[英]Difference between values in groupby
I have 2 data frames, one for export and one for import. 我有2个数据框,一个用于导出,一个用于导入。 I concatenated the export and import figure in a single data frame using
pd.concat()
. 我使用
pd.concat()
将导出和导入图形连接在单个数据框中。
table3 = pd.concat([table1,table2],keys=['table1','table2'])
The output is : 输出为:
SRI LANKA DSR
count sumavlue
table1 194 SRI LANKA DSR 139571409
table2 185 SRI LANKA DSR 1803152
ST HELENA
count sumavlue
table1 195 ST HELENA 24
table2 186 ST HELENA 0
ST KITT N A
count sumavlue
table1 196 ST KITT N A 0
table2 187 ST KITT N A 0
Now I need to calculate the difference between first and second row of each country and get a new column (rename version). 现在,我需要计算每个国家的第一行与第二行之间的差异,并获得一个新列(重命名版本)。 How can I get this?
我怎么能得到这个?
I need to have (export- import) as diff (new column name ) for each country. 我需要为每个国家/地区添加(export-import)作为diff(新列名)。
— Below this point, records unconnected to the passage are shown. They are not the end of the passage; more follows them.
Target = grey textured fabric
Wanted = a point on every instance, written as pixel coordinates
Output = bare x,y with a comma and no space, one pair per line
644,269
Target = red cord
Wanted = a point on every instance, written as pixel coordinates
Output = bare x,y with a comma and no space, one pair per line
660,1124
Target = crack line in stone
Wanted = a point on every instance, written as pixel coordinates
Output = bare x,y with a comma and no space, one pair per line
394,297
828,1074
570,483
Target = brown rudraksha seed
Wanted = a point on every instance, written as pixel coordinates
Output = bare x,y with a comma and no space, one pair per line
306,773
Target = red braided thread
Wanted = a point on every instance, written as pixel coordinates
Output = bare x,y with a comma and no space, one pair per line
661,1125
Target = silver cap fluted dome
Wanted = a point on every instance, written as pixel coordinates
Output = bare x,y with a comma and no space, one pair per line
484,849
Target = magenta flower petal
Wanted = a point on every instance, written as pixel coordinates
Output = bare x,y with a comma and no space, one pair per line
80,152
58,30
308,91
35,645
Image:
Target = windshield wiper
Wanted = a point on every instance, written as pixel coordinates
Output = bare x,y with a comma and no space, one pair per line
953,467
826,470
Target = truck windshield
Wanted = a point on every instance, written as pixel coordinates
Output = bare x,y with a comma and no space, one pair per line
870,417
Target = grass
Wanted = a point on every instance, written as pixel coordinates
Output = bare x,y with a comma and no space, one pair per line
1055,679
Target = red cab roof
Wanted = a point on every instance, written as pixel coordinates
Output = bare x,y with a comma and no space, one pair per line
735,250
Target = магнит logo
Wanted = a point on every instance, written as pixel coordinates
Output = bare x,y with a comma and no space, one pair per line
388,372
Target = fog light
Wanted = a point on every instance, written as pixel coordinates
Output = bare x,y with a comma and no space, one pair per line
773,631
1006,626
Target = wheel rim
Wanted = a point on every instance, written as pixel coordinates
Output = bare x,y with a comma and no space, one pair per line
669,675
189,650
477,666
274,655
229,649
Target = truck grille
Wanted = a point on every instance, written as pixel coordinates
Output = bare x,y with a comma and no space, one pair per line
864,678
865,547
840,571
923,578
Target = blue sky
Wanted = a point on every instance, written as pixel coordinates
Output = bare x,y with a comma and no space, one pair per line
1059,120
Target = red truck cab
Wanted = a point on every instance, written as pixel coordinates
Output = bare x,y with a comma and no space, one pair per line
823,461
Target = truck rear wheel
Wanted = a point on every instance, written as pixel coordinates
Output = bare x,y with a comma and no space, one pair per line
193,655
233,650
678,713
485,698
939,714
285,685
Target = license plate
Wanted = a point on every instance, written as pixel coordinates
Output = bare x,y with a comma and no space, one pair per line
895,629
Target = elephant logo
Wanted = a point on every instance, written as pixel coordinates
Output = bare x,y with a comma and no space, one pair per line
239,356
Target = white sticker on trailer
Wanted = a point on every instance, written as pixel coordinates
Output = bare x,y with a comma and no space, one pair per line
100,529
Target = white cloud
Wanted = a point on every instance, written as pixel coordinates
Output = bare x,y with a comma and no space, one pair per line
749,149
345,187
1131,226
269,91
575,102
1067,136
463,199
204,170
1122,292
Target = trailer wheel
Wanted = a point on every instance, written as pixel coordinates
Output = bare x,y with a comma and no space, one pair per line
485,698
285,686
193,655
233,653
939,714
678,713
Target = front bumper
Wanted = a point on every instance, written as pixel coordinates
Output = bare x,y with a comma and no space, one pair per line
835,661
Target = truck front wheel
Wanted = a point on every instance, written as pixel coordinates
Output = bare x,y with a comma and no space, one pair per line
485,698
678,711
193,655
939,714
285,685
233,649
In the above example 在上面的例子中
You could try using a combination of groupby, unstack, and stack. 您可以尝试使用groupby,unstack和stack的组合。 I'm not sure what your column names are so I assumed some liberties.
我不确定您的列名是什么,所以我假设有一些自由。 Here is my work:
这是我的工作:
# Make DataFrame
df = pd.DataFrame({'country' : ['Sri Lanka DSR']*2 + ['St Helena']*2 + ['St Kitt']*2,
'table' : ['table1', 'table2']*3,
'ID' : [194, 185, 195, 186, 196, 187],
'sumvalue' : [139571409, 1803152, 24, 0, 0, 0]})
# Groupby 'country', 'table', 'ID';
# unstack 'table', 'ID' and take reverse difference on the columns;
# stack 'table', 'ID' and rename 'sumvalue' to 'diff'
df.groupby(['country',
'table',
'ID']).agg({'sumvalue' : 'sum'}).unstack(['table',
'ID']).\
diff(periods = -1,
axis = 1).stack(['table',
'ID']).rename(columns = {'sumvalue' : 'diff'})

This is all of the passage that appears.